Falcon-H1 Hybrid Architecture Integration

NVIDIA Megatron Core now supports the Falcon-H1 parallel hybrid architecture, developed by Technology Innovation Institute (TII). Unlike sequential hybrid approaches, Falcon-H1 runs Transformer-based attention and Mamba-2 state-space model (SSM) components in parallel within each processing block, concatenating their outputs before projection. This design combines the long-context memory efficiency of SSMs with the long-range dependency modeling of attention mechanisms.

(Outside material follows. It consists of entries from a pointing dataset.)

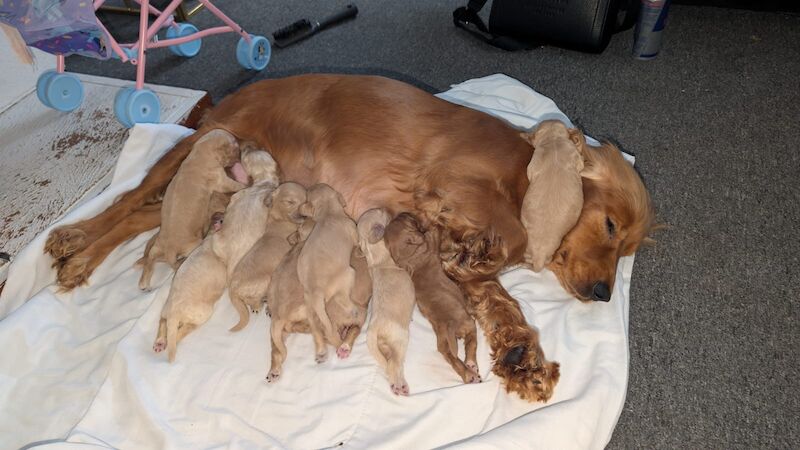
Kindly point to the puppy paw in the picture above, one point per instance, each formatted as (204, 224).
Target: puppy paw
(75, 272)
(472, 375)
(400, 389)
(273, 376)
(65, 241)
(343, 351)
(160, 345)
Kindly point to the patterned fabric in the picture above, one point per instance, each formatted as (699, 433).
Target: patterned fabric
(57, 26)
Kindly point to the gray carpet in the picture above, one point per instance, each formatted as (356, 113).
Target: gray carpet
(712, 122)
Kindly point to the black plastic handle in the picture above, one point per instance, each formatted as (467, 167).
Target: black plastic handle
(348, 12)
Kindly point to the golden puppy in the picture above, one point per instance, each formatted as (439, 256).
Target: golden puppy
(324, 263)
(285, 301)
(185, 209)
(250, 280)
(554, 199)
(392, 300)
(438, 297)
(201, 279)
(348, 319)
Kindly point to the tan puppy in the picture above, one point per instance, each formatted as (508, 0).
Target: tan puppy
(554, 199)
(285, 301)
(324, 263)
(185, 211)
(392, 300)
(250, 280)
(438, 297)
(196, 287)
(201, 279)
(348, 319)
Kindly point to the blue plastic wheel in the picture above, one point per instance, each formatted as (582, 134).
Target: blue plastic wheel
(142, 106)
(41, 84)
(120, 101)
(187, 49)
(254, 55)
(64, 92)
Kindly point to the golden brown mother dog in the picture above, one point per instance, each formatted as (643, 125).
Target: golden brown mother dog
(382, 143)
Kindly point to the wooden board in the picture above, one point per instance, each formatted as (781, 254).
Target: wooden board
(51, 161)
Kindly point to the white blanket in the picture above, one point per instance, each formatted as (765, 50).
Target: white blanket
(78, 371)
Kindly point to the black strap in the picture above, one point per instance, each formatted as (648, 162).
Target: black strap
(467, 18)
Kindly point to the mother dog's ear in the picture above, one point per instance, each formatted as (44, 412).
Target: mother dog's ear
(306, 209)
(376, 232)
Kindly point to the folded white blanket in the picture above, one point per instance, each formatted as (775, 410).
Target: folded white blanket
(78, 369)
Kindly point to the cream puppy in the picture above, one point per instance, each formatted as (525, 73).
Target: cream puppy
(554, 199)
(201, 279)
(249, 282)
(392, 300)
(323, 265)
(185, 212)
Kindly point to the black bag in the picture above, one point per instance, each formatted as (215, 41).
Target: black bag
(585, 25)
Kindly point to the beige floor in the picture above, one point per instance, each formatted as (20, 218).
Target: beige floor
(51, 161)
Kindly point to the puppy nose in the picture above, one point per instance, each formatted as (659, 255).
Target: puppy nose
(601, 292)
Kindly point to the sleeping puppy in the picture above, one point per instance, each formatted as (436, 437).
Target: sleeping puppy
(248, 285)
(554, 199)
(438, 297)
(324, 263)
(201, 279)
(185, 212)
(392, 300)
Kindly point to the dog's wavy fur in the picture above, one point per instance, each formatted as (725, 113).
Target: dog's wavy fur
(382, 143)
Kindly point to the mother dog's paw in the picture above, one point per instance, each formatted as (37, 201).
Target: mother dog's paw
(479, 258)
(526, 372)
(74, 272)
(65, 241)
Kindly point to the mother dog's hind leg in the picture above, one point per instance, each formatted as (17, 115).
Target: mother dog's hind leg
(67, 240)
(76, 270)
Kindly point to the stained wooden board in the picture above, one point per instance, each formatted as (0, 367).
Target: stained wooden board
(51, 161)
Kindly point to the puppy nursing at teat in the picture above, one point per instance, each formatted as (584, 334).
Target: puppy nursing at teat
(392, 300)
(201, 279)
(554, 199)
(250, 280)
(438, 297)
(323, 265)
(186, 212)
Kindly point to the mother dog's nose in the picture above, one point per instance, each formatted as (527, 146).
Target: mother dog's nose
(601, 292)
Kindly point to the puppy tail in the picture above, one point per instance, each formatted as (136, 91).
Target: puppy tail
(374, 348)
(244, 313)
(172, 338)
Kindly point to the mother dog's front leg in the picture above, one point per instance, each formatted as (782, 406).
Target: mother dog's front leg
(67, 240)
(517, 354)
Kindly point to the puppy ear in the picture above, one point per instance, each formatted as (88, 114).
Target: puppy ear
(376, 232)
(269, 199)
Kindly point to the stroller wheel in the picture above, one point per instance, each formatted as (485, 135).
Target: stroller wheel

The integration spans two repositories: Megatron Core provides foundational components including the ParallelHybridLayer, updated layer allocation logic, and checkpoint conversion tools. Megatron Bridge builds complete Falcon-H1 model implementations with the FalconH1Layer, bidirectional Hugging Face weight conversion, and model providers for 0.5B, 1.5B-Deep, 7B, and 34B variants.

Architecture Flexibility

A key strength of this implementation is configurability. The ratio of parallel hybrid layers, pure Mamba layers, attention-only layers, and MLP-only layers can be independently adjusted, enabling flexible architecture exploration. The implementation includes non-learnable maximal update parametrization (µP) multipliers for stable and efficient training across heterogeneous components.

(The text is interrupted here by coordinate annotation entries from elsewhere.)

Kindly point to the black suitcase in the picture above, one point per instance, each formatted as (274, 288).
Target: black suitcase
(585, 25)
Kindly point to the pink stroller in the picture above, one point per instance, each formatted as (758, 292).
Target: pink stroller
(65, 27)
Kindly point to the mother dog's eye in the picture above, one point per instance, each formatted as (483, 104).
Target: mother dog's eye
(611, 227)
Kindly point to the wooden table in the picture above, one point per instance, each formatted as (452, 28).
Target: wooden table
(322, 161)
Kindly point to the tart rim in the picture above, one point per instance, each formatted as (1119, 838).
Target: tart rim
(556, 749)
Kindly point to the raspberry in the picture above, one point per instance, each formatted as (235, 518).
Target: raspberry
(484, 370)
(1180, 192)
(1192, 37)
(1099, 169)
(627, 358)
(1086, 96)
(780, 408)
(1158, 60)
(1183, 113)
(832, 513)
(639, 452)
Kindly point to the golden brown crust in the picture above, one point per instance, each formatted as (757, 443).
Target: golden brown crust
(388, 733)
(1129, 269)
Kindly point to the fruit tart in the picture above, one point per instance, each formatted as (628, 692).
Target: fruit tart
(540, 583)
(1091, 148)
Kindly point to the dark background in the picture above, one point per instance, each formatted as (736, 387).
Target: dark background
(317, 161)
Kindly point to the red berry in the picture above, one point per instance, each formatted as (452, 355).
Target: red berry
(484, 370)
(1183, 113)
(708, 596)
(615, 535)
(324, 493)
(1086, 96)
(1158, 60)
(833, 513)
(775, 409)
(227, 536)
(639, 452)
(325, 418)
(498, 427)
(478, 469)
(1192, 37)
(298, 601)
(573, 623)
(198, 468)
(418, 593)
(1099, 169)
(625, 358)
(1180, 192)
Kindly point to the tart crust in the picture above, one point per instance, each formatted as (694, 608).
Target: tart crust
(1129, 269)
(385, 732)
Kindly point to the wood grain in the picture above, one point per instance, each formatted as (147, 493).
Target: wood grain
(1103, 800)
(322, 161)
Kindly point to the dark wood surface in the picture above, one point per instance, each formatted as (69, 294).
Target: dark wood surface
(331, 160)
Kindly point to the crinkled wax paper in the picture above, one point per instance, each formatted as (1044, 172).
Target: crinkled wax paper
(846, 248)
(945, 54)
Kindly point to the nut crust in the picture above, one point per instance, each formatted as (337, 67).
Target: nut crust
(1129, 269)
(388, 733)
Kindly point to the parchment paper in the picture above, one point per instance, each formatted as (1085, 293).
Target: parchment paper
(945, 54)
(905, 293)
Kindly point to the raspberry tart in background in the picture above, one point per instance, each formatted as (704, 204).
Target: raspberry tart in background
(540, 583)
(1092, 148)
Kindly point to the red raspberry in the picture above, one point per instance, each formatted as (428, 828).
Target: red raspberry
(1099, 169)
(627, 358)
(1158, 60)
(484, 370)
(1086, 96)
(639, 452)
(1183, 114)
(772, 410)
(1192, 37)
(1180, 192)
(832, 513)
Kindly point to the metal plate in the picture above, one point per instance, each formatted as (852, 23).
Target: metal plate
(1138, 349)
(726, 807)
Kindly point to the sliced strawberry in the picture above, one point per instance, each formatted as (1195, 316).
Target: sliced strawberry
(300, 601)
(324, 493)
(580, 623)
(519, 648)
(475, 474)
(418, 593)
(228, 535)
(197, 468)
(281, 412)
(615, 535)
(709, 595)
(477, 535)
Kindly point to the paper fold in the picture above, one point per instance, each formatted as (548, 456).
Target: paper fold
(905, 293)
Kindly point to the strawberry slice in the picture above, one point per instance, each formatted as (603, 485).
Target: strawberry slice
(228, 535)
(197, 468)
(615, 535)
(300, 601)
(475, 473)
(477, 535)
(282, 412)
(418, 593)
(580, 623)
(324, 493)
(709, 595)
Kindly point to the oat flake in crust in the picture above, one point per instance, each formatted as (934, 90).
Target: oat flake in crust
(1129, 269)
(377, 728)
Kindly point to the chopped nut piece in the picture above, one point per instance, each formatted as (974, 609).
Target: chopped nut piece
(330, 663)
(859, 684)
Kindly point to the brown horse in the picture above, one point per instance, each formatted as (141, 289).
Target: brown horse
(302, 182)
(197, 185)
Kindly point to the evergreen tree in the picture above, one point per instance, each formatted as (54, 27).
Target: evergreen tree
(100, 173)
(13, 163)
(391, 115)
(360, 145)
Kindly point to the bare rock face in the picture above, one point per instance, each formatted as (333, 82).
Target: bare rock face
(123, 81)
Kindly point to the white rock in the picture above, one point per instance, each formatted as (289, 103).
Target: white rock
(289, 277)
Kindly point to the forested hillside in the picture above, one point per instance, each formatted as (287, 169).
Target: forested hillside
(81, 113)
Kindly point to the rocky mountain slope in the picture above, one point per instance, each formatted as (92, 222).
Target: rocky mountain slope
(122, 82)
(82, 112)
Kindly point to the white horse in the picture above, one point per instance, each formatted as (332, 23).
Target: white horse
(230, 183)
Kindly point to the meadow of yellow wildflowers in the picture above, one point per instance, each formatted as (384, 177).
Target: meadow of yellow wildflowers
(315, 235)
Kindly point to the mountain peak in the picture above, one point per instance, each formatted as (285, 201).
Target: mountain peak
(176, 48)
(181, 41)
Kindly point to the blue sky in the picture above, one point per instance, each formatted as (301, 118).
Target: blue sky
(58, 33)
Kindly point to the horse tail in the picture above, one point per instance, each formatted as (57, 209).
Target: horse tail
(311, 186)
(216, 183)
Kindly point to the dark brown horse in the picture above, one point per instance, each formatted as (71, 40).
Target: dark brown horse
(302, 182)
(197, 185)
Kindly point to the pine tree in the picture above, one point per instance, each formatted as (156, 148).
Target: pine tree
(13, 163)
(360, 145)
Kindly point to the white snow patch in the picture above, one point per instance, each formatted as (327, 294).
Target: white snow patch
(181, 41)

BitNet Ternary Quantization Integration

Megatron Core now integrates BitNet, enabling ternary (1.58-bit) quantized weight training for Falcon Edge models. This replaces standard linear layers with BitNetColumnParallelLinear and BitNetRowParallelLinear implementations using optimized Triton kernels.

Key benefits:

  • Maintains tensor and pipeline parallelism across distributed training
  • Reduces memory and bandwidth usage during training
  • Preserves model throughput despite extreme quantization
  • Enables seamless checkpoint conversion between Hugging Face and Megatron formats

Getting Started

Developers can now extend Megatron Core with custom model architectures by following the Falcon-H1 and BitNet integration patterns. All code is available in the GitHub-first NVIDIA/Megatron-LM repository and Megatron Bridge, shaped by contributions from foundation model builders in the community.